Another strategy, common in algorithms for visual recognition, is data augmentation. Jargon aside, this just means forming your model (of whatever it is you’re trying to understand/predict) with multiple different perspectives on each data point. The point here is to make sure that you’re extracting the relevant information from each piece of evidence in itself, rather than mistaking the particularities of your picture of that evidence for important patterns. Hilariously, visual recognition algorithms that don’t use this technique often will correctly categorize a picture of a cat, but if the picture is rotated ever so slightly or some pixels are replaced, it hasn’t the faintest clue what to make of this image. So the solution is to copy the cat and intentionally rotate it. Conjuring real-life examples of this is trickier, but that makes me even more curious as to what we could learn from trying it out. Go forth and rotate your cats! If you changed a few peripheral details of something in a pool of things you’re trying to understand, which aspects would stay the same, and which ones would fade into irrelevance?

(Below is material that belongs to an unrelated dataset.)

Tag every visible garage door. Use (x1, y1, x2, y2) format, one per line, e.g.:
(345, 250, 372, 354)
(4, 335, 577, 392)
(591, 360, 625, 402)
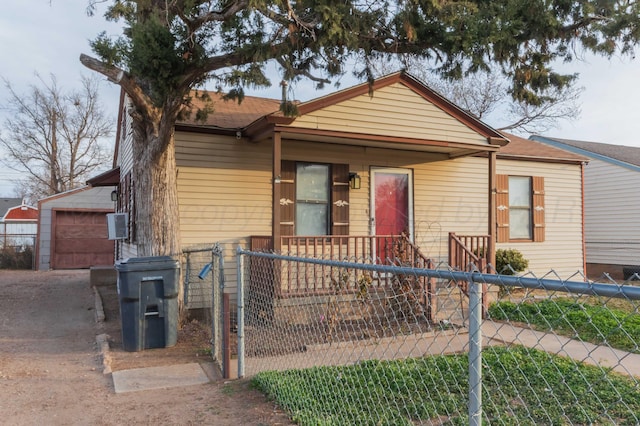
(52, 211, 114, 269)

The last example I want to mention is the ensemble method. Data scientists sometimes improve performance of predictive models by developing a bunch of separate models of subsets of the whole data (note that these can overlap), then averaging their predictions or taking a majority vote. Basically, the hope is that a large enough number of independent approaches to the same problem can smooth out each other’s weak spots, doing better than any individual approach would do. That “independent” part is very important, though. Just like the wisdom of the crowd, a large number of repetitions of people making the same systematic error won’t correct that error. This strategy especially fascinates me because it shows just how symbiotic the relationship between human and machine problem-solving can be. Ensemble methods were almost certainly initially inspired by cases of humans trying it out and succeeding, but since the feedback we receive on our predictions is often slow and noisy, perhaps our machine friends can harness their speed and objectivity to offer some wisdom we’ve missed.